In proposito questa Corte (Cass. 4 ottobre 1988 n. 5350) ha già affermato che, ove la contrattazione collettiva preveda, quale ipotesi di giusta causa di licenziamento, l’omessa o tardiva presentazione del certificato medico in caso di assenza per malattia oppure l’inadempimento di altri obblighi contrattuali specifici da parte del lavoratore, la valutazione in ordine di legittimità del licenziamento, motivato dalla ricorrenza di una di tali ipotesi, non può conseguire automaticamente dal mero riscontro che il comportamento del lavoratore integri la fattispecie tipizzata contrattualmente, ma occorre sempre che quest’ultima sia riconducibile alla nozione legale di giusta causa, tenendo conto della gravità del comportamento in concreto tenuto dal lavoratore, anche sotto il profilo soggettivo della colpa o del dolo. A maggior ragione tale verifica è necessaria allorché la norma contrattuale si riferisca alla (più grave) ipotesi dell’assenza ingiustificata protratta nel tempo e non già alla tardiva presentazione della documentazione medica a giustificazione dell’assenza per malattia.
6. Il ricorso incidentale, che deve essere esaminato perché condizionato all'(intervenuto) accoglimento del ricorso principale, è manifestamente infondato.
La sentenza impugnata – confermando in tale parte la pronuncia del giudice di primo grado – motiva in termini sufficienti e non contraddittori in ordine al fatto che la lavoratrice dovesse considerarsi in ferie dal 17 al 31 agosto richiamando l’inequivoco contenuto del prospetto delle ferie prodotto dalla stessa società, nonché argomentando dalla mancata produzione di alcun altro, diverso e successivo, prospetto di ferie modificativo di quello predetto.

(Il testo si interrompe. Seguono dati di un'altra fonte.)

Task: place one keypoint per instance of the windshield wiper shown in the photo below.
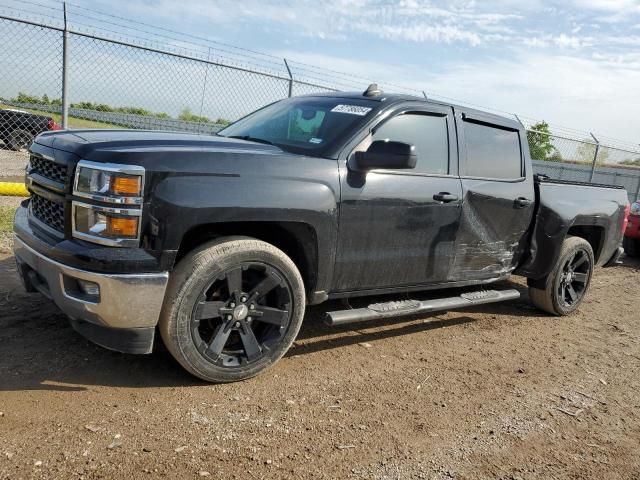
(250, 139)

7. In conclusione il ricorso principale è fondato nei suoi primi due motivi (relativi al sesto giorno del ritenuto periodo di assenza ingiustificata), nonché nel terzo motivo (relativo ai primi cinque giorni del medesimo periodo). Pertanto – rigettato il ricorso incidentale – la sentenza impugnata deve essere cassata in relazione ai motivi accolti e rinviata, anche per le spese, alla Corte d’appello di Genova che farà applicazione dei principi di diritto enunciati sub 4 (quanto al rapporto tra la regola legale del diritto della lavoratrice di astenersi dal lavoro nel giorno festivo di ferragosto e l’eccezione contrattuale dell’obbligo della stessa di effettuare la prestazione lavorativa anche in tale giorno festivo in presenza di esigenze aziendali) e sub 5 (quanto alla distinzione tra assenze ingiustificate ed assenze non giustificate tempestivamente).

P.Q.M

la Corte riunisce i ricorsi; accoglie il primo, il secondo ed il quarto motivo del ricorso principale rigettato il terzo; rigetta il ricorso incidentale; cassa la sentenza impugnata e rinvia anche per le spese alla Corte d’appello di Genova.